FTIL has entered an agreement with Golden Oak (Mauritius) Ltd to sell 1.36 million shares, or 5%, of lEX, FTIL said in its filing with the stock exchanges.

FTIL’s shareholding in IEX will be at 28.49%, and on a fully diluted basis at 25.64%, after the transaction is completed.

FTIL, promoted by entrepreneur Jignesh Shah, said it was doing so because India’s power sector regulator Central Electricity Regulatory Commission (CERC) has asked the company to cut its stake in IEX to 25%.

FTIL, which is under investigation by multiple agencies after a 5,574.35 crore payment crisis surfaced in end-July at National Spot Exchange Ltd (NSEL), has been raising funds by selling stakes in some of its existing ventures over the last few months. FTIL holds a 99.99% stake in NSEL.

In November, FTIL sold its subsidiary Singapore Mercantile Exchange to IntercontinentalExchange Group Inc. for $150 million. FTIL had said in a statement that it will use the proceeds to repay foreign currency loans.

The company also sold its warehousing subsidiary, National Bulk Handling Corp. Ltd (NBHC), to IVF Trustee Co. Pvt. Ltd, the sole trustee of private equity firm India Value Fund (IVF) IV, for 241.74 crore, on 14 March. NBHC manages at least 1,140 warehouses across India, which are used for storage of various commodities on behalf of its clients.

“These are strategic move to be compliant with regulatory diktat," said Rajnikant Patel, former managing director and chief executive of BSE Ltd. “FTIL has been focusing on the capital markets business, but its core competence lies in technology. It is moving in the right direction by offloading its stake in exchanges."

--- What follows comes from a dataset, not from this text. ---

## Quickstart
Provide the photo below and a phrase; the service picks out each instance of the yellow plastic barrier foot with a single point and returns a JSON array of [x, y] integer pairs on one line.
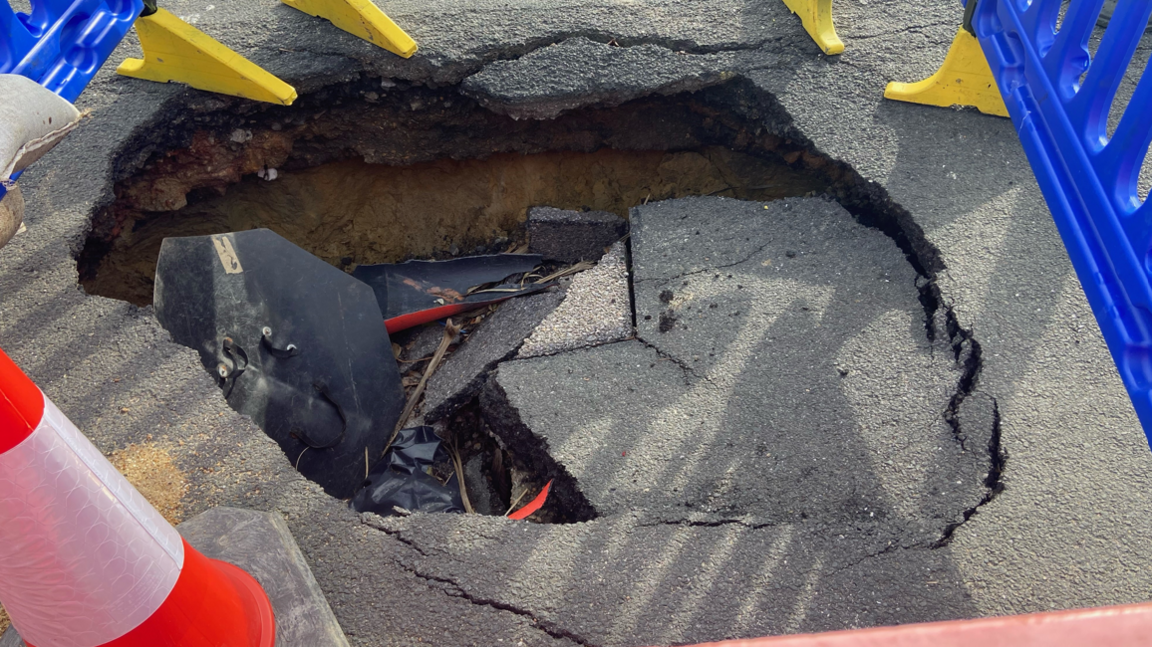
[[963, 80], [363, 20], [176, 51], [817, 18]]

FTIL, however, is still to make progress in reducing its holding in the group’s commodity futures exchange, Multi Commodity Exchange of India Ltd (MCX), and its stock exchange venture MCX Stock Exchange Ltd (MCX-SX). FTIL holds 26% in MCX and 5% equity directly in MCX-SX, along with convertible warrants.

On 19 March, the Securities and Exchange Board of India (Sebi) declared that FTIL was unfit to hold a stake in any stock exchange or clearing corporation and gave it 90 days to divest its holdings in such entities.

Since the Sebi order also bars entities related to FTIL from holding any stake in any exchange, MCX will also have to divest its entire holding in MCX-SX. According to the Sebi order, FTIL and MCX can neither hold the equity shares nor the convertible warrants any more.

Sebi’s order followed a 17 December order by commodities futures market regulator Forward Markets Commission (FMC) whereby FTIL, Shah and two other entities were termed not fit and proper to be shareholders in any exchange. As part of the order, FMC asked FTIL to reduce its holding to less than 2% in any regulated commodity exchange.

Sebi’s order, however, is unlikely to impact FTIL’s remaining holding in IEX. “Sebi’s order will not impact in areas which is not in jurisdiction of Sebi," said J.N. Gupta, managing director at SES Governance, a corporate governance advisory firm.

“Sebi order is not applicable to IEX at all," confirmed a spokesperson for FTIL.

On 27 February, FTIL had announced the appointment of a committee to propose and oversee a restructuring plan for FTIL, which included selling a stake in MCX and identifying a strategic partner to “help drive growth of the company". The committee comprises two non-executive independent directors—Venkat Chary and S. Rajendran—besides legal adviser Berjis Desai and FTIL’s whole-time director Dewang Neralla.

Shares of FTIL dropped 3.98% to 358.35 on Monday on the BSE, while the exchange’s benchmark Sensex gained 1.38% to 22,055.48 points.